Die Veränderungen im Esssaal hingegen sind subtiler, um den historischen Charme des Gebäudes unberührt zu lassen. Die neue Farbpalette ist sanfter und die Tischoberflächen sind minimalistischer dekoriert.

“It is an opportunity to put people at ease”

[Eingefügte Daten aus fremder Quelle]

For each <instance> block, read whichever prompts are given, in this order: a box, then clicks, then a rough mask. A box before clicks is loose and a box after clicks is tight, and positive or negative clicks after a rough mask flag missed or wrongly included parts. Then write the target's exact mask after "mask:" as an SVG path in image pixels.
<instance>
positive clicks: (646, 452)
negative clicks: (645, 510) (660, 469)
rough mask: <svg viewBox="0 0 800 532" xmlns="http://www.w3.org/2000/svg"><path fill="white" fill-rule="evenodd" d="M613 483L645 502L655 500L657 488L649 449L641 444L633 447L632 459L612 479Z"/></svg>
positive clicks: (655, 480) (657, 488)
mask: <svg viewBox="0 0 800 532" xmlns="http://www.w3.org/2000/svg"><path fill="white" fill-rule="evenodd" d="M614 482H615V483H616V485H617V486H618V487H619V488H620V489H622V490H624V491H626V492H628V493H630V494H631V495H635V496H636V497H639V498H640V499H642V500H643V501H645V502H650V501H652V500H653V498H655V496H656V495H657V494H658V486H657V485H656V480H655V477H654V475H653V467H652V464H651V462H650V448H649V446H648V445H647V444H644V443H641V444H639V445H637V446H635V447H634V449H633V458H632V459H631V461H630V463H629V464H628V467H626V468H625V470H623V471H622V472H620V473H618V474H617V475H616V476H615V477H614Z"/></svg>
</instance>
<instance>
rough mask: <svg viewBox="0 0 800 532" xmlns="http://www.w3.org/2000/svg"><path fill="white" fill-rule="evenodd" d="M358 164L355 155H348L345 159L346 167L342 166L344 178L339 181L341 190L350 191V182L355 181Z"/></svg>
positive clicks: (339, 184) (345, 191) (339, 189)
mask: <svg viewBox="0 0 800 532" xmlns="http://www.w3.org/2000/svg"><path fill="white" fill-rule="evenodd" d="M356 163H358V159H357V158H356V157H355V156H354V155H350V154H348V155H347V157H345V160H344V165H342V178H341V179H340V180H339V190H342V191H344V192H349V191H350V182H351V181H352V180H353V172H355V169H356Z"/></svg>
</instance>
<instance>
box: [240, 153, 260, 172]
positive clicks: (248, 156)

Kein Drang nach Veränderung 

Keller sträubt sich ein wenig, als wir fragen, ob er darüber nachdachte, sein Menü zu ändern. „Wir möchten unsere Gerichte nicht drastisch ändern. Das müssen wir auch nicht“, antwortet er. „Wie Paul Bocuse schon vor 40 Jahren sagte: Wenn ein Restaurant vollbesetzt ist, ist es relevant.“ 

Bocuse ist eine wahre Schlüsselfigur für Keller – ein Mentor und Coach, der ihm 2011 in Frankreich den Ehrenlegionsorden verlieh. Nach einigen enttäuschenden Leistungen der US-Teams bei dem internationalen Kochwettbewerb, Bocuse d'Or, der alle zwei Jahre in Lyon ausgetragen wird, bat Bocuse Keller, das amerikanische Team zu betreuen, und so gründete er Ment'or, eine Stiftung zur Unterstützung der Entwicklung junger Köche für das US-Team. Nach 10-jähriger Flaute gewannen die USA Anfang dieses Jahres erneut Gold. „Der Bocuse d'Or geht weit über mich, dieses und unsere Restaurants hinaus. Es ist praktisch das Herz unseres Metiers. Viele Leute erkennen die Verbindung zwischen unserem gastronomischen Ansatz und unserem Nationalstolz noch nicht, aber ich glaube, dass sich das nach und nach ändert.“ 

Die Entwicklung von Nachwuchstalenten – ob mit Ment'or, in seinen eigenen Restaurants oder indirekt durch seine einzigartigen Gerichte und beliebten Kochbücher – ist eine absolute Konstante in Kellers Leben. The French Laundry ist eins von nur sieben Restaurants, die einen Anspruch auf den Titel des besten Restaurants der Welt erheben, und die kürzliche Renovierung hat die Zukunftsrichtung der Einrichtung – ob absichtlich oder nicht – zementiert. Thomas Kellers bleibendes Vermächtnis als eine der größten kulinarischen Persönlichkeiten unserer Zeit ist gesichert.